With growing connectivity coverage, affordability of services, and the availability of relevant content and technologies, consumers are rapidly adopting new digital technologies. Smartphone usage is widespread; 3G and 4G telecom infrastructure coverage is expanding. In 22 out of the 24 DEI LAC countries, more than three-fourths of the population are covered by 3G/4G networks[2]. The percentage of mobile connections with internet in those 24 markets more than doubled from 29.4% in 2013 to 64.2% in 2017.


Digital consumption and engagement, too, are on the rise among the connected. Internet retailing per capita in the four biggest LAC economies by GDP — Argentina, Brazil, Colombia, and Mexico[3] — has grown from almost US$51 in 2013 to US$75 per capita in 2017[4].


A largely medium-momentum region


While LAC has significant potential for digital growth, it is in the middle band of digitalization globally, meaning a lot more must be done to advance to the state and pace of digital exemplars such as Estonia, Israel, New Zealand and the UK, particularly in terms of improving digital infrastructure, fostering innovation, expanding digital and financial inclusion, and promoting digital economy friendly policies.

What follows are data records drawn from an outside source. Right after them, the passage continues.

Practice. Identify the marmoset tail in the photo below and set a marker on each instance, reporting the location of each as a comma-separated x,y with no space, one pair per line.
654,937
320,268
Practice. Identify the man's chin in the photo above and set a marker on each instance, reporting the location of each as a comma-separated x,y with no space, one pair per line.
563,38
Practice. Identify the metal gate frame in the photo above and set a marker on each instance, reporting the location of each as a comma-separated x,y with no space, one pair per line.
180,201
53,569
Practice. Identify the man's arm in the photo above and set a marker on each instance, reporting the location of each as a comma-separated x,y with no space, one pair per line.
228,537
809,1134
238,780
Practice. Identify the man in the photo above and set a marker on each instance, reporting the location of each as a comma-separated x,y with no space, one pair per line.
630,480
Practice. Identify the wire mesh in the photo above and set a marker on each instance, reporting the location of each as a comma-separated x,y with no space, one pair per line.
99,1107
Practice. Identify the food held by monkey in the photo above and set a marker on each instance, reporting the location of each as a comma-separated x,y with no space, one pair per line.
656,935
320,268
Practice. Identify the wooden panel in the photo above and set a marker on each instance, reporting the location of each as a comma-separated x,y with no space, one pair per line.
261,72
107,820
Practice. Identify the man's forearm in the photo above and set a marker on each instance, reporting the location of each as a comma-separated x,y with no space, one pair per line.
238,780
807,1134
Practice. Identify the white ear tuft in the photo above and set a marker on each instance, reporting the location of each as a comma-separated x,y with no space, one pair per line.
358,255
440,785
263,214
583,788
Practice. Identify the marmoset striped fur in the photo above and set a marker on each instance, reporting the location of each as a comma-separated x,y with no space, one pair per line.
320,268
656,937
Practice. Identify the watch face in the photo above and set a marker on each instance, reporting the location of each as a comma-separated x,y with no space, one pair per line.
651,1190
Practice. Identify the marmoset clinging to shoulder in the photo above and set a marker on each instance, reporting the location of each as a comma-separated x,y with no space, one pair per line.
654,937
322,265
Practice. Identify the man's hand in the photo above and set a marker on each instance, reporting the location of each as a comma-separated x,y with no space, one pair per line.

There is significant headroom for improvement in digital and financial inclusion. While access conditions have improved over the years, a large number of people in the region remain unconnected or under-connected, unbanked or under-banked. While the percentage online has doubled since 2008, over two-fifths of the region are yet to be connected to the internet[5]. While, on average, 54.7% of LAC had some sort of financial account in 2017, the numbers are lower for certain groups. On average across the region, 51.6% of women have an account, but individual countries have far to go. In high-momentum Costa Rica, there is a 14.6% difference between men (75.5%) and women (60.9%) having an account. The divides continue whether it is looking at young adults (40.7% have an account) and the poorest 40% (42.3%), leading to significant questions about the readiness for future growth[6].






[1] http://www.worldbank.org/en/region/lac/overview

[2] ITU World Telecommunication/ICT Indicators (WTI) database 2018

[3] World Bank https://data.worldbank.org/indicator/NY.GDP.MKTP.CD

[4] Euromonitor, Internet Retailing 2017. UN Population Division

[5] ITU World Telecommunication/ICT Indicators (WTI) database 2018; UN Population Division

[6] Demirgüç-Kunt, Asli, Leora Klapper, Dorothe Singer, Saniya Ansar, and Jake Hess. 2018. The Global Findex Database 2017: Measuring Financial Inclusion and the Fintech Revolution. World Bank: Washington, DC.